Дорожка 7. «Печальные вербы». Песня польской Армии Крайовой. (2`34).
Одна из бесчисленных вариаций «Славянки», очень удачная. Исполнители и время записи неизвестны.
Понедельник, 4 августа 1851AD. Восход солнца – 7.53, заход – 16.56. Луна –Iчетверть в 8.08.
Мистер Зубейр не обманул. Мы вступили с рассветом, покинув еще сонное селение макололе. Никто нас не провожал. Вскоре долина Замбези осталась позади. Уже покидая ее, я, мысленно собирая воедино наблюдения последних дней, пришел к несколько неожиданному выводу. Таковым он, впрочем, покажется лишь читателям разного рода «африканских романов». Не секрет, что в этих книжках великий континент предстает неким заброшенным оазисом, отрезанным от цивилизации и незнакомым с ее достижениями.
Между тем, даже беглый взгляд на покинутую нами долину со всей очевидностью свидетельствует об обратном. У Замбези весьма часты рощи финиковых пальм, явно попавших сюда с берегов Аравии. Почти в каждом селении выращивают кукурузу, кое-где табак и сахарный тростник. Немало и европейских товаров, прежде всего тканей. Самих европейцев в этих местах и вправду еще не встречали (вероятно, я тут некто вроде Колумба), но вот арабы с восточного побережья наведываются регулярно.
Из благ цивилизации здешние негры давно уже познакомились с работорговлей, а в последнее время и с огнестрельным оружием. На очереди, вероятно, виски и ром, готовые вытеснить патриархальное пиво.
Само собой, европейцы винят в развращении негров арабских купцов. Те резонно отмечают, что являются лишь непосредственными скупщиками и продавцами. Концы этой долгой цепи Плутоса следует искать не здесь, а в Лондоне и Нью-Йорке.
Столь далекие от романтизма рассуждения надолго отвлекли меня от созерцания открывшейся нам местности. А между тем мы вступили в миомбо.

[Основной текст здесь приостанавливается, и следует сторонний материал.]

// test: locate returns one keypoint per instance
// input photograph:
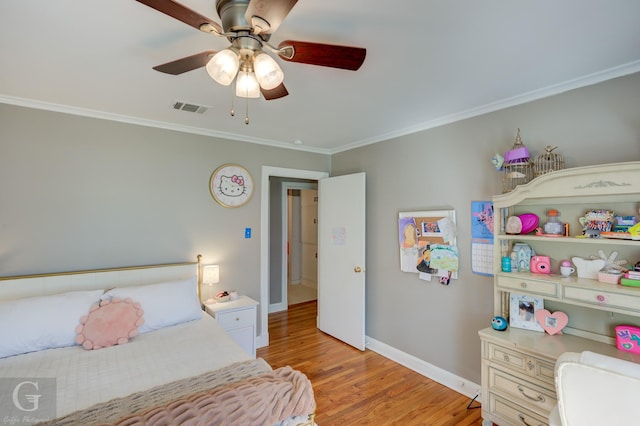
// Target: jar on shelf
(547, 162)
(517, 166)
(553, 225)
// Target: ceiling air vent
(184, 106)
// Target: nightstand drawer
(517, 361)
(508, 357)
(521, 391)
(239, 318)
(544, 288)
(513, 413)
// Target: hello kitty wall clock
(231, 185)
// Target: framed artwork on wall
(427, 244)
(231, 185)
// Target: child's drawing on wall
(425, 261)
(407, 232)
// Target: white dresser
(238, 318)
(518, 365)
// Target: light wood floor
(359, 388)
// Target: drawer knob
(538, 398)
(524, 420)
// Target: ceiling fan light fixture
(268, 72)
(223, 66)
(247, 85)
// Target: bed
(132, 346)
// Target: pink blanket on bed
(262, 400)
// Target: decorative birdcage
(548, 161)
(517, 167)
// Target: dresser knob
(538, 398)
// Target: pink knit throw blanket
(262, 400)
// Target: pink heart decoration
(552, 323)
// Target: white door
(341, 258)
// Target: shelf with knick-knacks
(517, 364)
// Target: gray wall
(448, 167)
(81, 193)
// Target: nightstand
(238, 318)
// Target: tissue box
(628, 338)
(609, 277)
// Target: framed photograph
(522, 311)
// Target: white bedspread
(85, 378)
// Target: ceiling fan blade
(277, 93)
(326, 55)
(272, 12)
(184, 14)
(183, 65)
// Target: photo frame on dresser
(522, 311)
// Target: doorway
(300, 283)
(270, 218)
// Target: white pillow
(164, 304)
(37, 323)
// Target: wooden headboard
(47, 284)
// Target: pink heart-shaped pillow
(552, 323)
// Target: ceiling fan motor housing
(232, 16)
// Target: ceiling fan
(248, 25)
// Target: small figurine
(499, 323)
(497, 161)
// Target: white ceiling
(429, 62)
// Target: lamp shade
(211, 274)
(223, 66)
(247, 85)
(268, 72)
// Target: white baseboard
(450, 380)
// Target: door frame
(265, 200)
(286, 186)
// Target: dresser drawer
(526, 285)
(517, 361)
(513, 413)
(602, 298)
(239, 318)
(522, 392)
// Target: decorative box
(609, 277)
(627, 338)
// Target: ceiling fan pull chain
(246, 114)
(233, 111)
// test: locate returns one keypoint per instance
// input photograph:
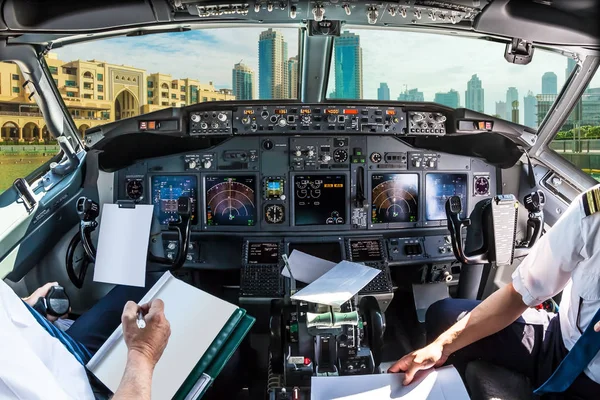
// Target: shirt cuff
(519, 285)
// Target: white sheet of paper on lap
(436, 384)
(338, 285)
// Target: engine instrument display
(395, 198)
(263, 253)
(166, 190)
(366, 250)
(439, 188)
(230, 200)
(320, 199)
(274, 188)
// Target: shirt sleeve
(546, 270)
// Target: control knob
(417, 117)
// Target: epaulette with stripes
(591, 201)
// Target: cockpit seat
(491, 382)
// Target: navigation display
(263, 253)
(166, 190)
(230, 200)
(395, 198)
(331, 251)
(320, 199)
(439, 188)
(366, 250)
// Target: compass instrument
(395, 198)
(230, 200)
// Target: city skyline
(348, 57)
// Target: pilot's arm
(144, 349)
(543, 273)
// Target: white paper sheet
(123, 245)
(306, 268)
(440, 384)
(196, 318)
(338, 285)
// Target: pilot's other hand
(425, 358)
(149, 342)
(42, 292)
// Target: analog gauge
(482, 185)
(376, 157)
(134, 189)
(340, 156)
(274, 213)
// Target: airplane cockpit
(265, 142)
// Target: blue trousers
(532, 345)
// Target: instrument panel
(308, 183)
(322, 118)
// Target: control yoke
(534, 203)
(455, 225)
(496, 219)
(88, 210)
(183, 228)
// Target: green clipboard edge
(219, 352)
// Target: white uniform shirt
(567, 257)
(33, 364)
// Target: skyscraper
(530, 105)
(272, 66)
(450, 99)
(293, 78)
(512, 94)
(474, 94)
(571, 63)
(549, 83)
(383, 93)
(348, 66)
(501, 109)
(242, 81)
(411, 95)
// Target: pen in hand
(140, 320)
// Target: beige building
(95, 93)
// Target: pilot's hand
(149, 342)
(425, 358)
(42, 292)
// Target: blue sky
(429, 62)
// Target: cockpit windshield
(446, 69)
(111, 79)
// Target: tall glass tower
(549, 85)
(242, 81)
(272, 66)
(383, 93)
(348, 66)
(474, 94)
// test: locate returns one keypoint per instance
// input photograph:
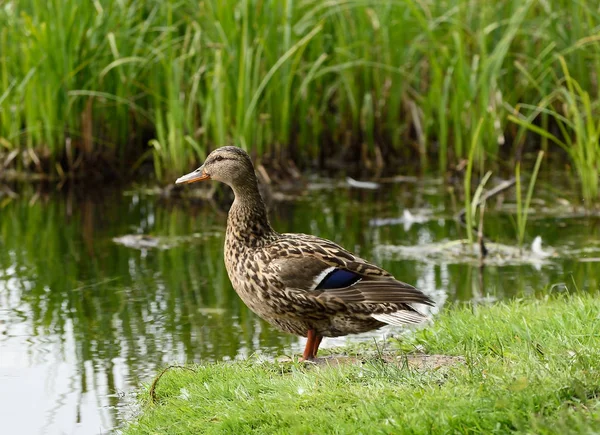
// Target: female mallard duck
(302, 284)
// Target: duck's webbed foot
(312, 346)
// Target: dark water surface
(89, 308)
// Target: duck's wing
(320, 270)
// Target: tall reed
(168, 80)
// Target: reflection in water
(83, 318)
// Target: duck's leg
(309, 349)
(316, 344)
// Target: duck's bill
(192, 177)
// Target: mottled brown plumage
(302, 284)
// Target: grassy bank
(529, 366)
(119, 82)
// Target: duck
(299, 283)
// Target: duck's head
(229, 165)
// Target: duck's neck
(248, 222)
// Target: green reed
(167, 81)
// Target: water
(89, 309)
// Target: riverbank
(527, 366)
(124, 88)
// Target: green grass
(530, 367)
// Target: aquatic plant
(124, 82)
(523, 207)
(579, 128)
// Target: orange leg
(309, 349)
(316, 344)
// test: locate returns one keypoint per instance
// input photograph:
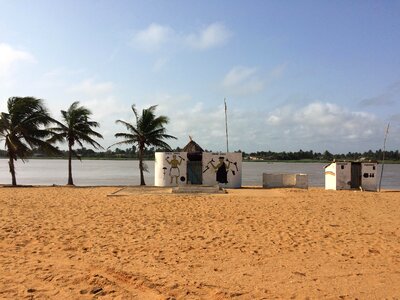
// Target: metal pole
(383, 155)
(226, 126)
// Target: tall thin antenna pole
(383, 155)
(226, 126)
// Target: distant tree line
(132, 153)
(317, 156)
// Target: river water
(126, 172)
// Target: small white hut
(351, 175)
(195, 167)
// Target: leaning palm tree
(75, 128)
(148, 131)
(23, 128)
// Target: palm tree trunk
(70, 181)
(141, 150)
(12, 170)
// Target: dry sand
(77, 243)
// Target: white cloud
(323, 123)
(10, 56)
(89, 87)
(214, 35)
(243, 81)
(156, 37)
(152, 38)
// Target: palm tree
(23, 128)
(148, 131)
(76, 128)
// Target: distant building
(194, 166)
(351, 175)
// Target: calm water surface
(116, 172)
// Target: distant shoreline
(244, 160)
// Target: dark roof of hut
(192, 146)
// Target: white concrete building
(351, 175)
(195, 167)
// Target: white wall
(369, 176)
(165, 174)
(330, 177)
(292, 180)
(233, 162)
(343, 175)
(338, 176)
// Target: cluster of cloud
(10, 56)
(321, 123)
(156, 36)
(317, 126)
(388, 98)
(246, 81)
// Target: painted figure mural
(171, 169)
(222, 169)
(174, 171)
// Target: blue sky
(320, 75)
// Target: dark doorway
(194, 168)
(355, 175)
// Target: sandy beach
(251, 243)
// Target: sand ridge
(251, 243)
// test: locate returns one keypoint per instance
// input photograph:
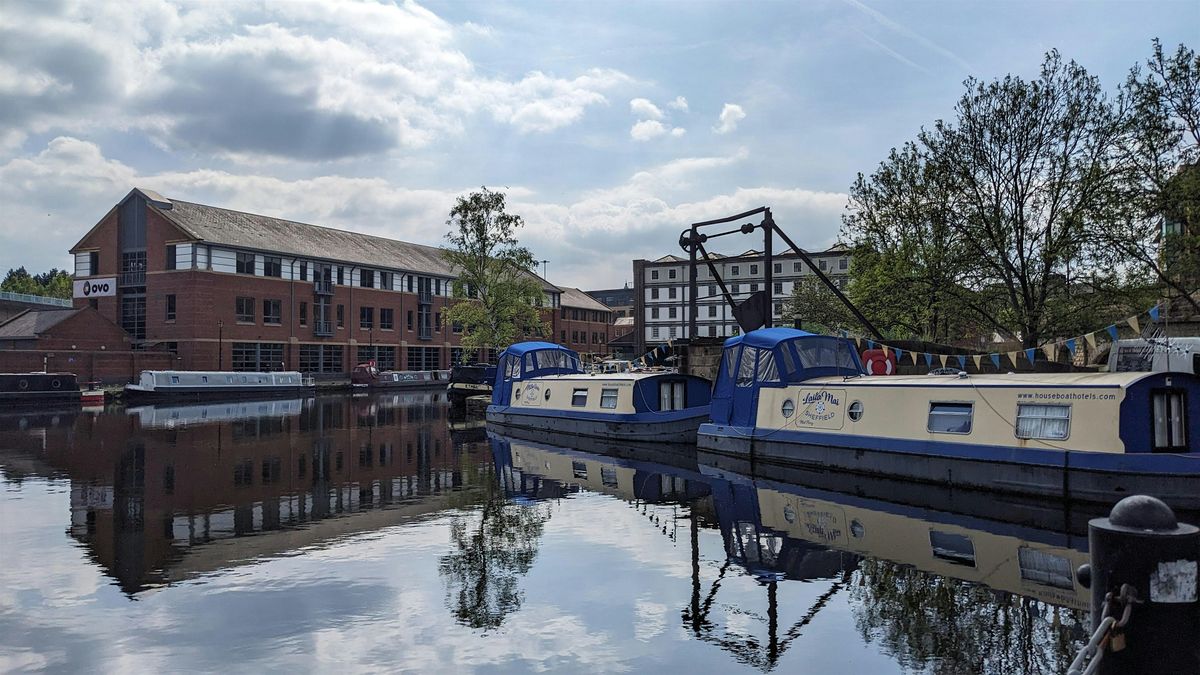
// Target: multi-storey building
(660, 291)
(229, 290)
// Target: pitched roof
(576, 298)
(31, 323)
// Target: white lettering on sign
(1174, 583)
(103, 287)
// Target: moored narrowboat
(19, 389)
(541, 386)
(367, 375)
(198, 384)
(792, 398)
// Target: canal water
(379, 533)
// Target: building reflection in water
(163, 494)
(960, 591)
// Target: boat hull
(1065, 475)
(675, 428)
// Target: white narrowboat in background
(792, 398)
(543, 387)
(198, 384)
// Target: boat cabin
(775, 358)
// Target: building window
(1043, 422)
(273, 311)
(245, 263)
(949, 418)
(609, 399)
(245, 310)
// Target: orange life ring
(877, 362)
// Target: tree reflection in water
(492, 548)
(949, 626)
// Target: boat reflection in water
(965, 591)
(168, 493)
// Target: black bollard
(1141, 544)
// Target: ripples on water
(375, 533)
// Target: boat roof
(769, 338)
(994, 380)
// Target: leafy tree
(496, 298)
(55, 282)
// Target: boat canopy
(775, 357)
(531, 359)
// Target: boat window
(952, 547)
(767, 371)
(609, 399)
(745, 368)
(949, 418)
(1043, 422)
(1170, 428)
(1047, 568)
(825, 352)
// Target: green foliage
(496, 298)
(54, 284)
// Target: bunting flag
(1051, 351)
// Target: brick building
(233, 291)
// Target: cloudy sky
(610, 125)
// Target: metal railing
(34, 299)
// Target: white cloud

Идти мне очень трудно, однако же, предлагаемые мистером Зубейром носилки я отверг весьма резко. Пусть от моих прежних принципов мало что уцелело, однако пользоваться трудами безответных рабов не могу и не хочу. Заплатить им не представляется возможным, ибо жестокие надсмотрщики, такие же негры, немедленно отберут у рабов любую малость.
Меня выручил, как и всегда, Мбомо, приобретя в селении милого серого ослика. Теперь мой вид стал поистине библейским. Сам Мбомо бодро вышагивает рядом, то и дело порываясь укрыть меня от солнце самодельным зонтом.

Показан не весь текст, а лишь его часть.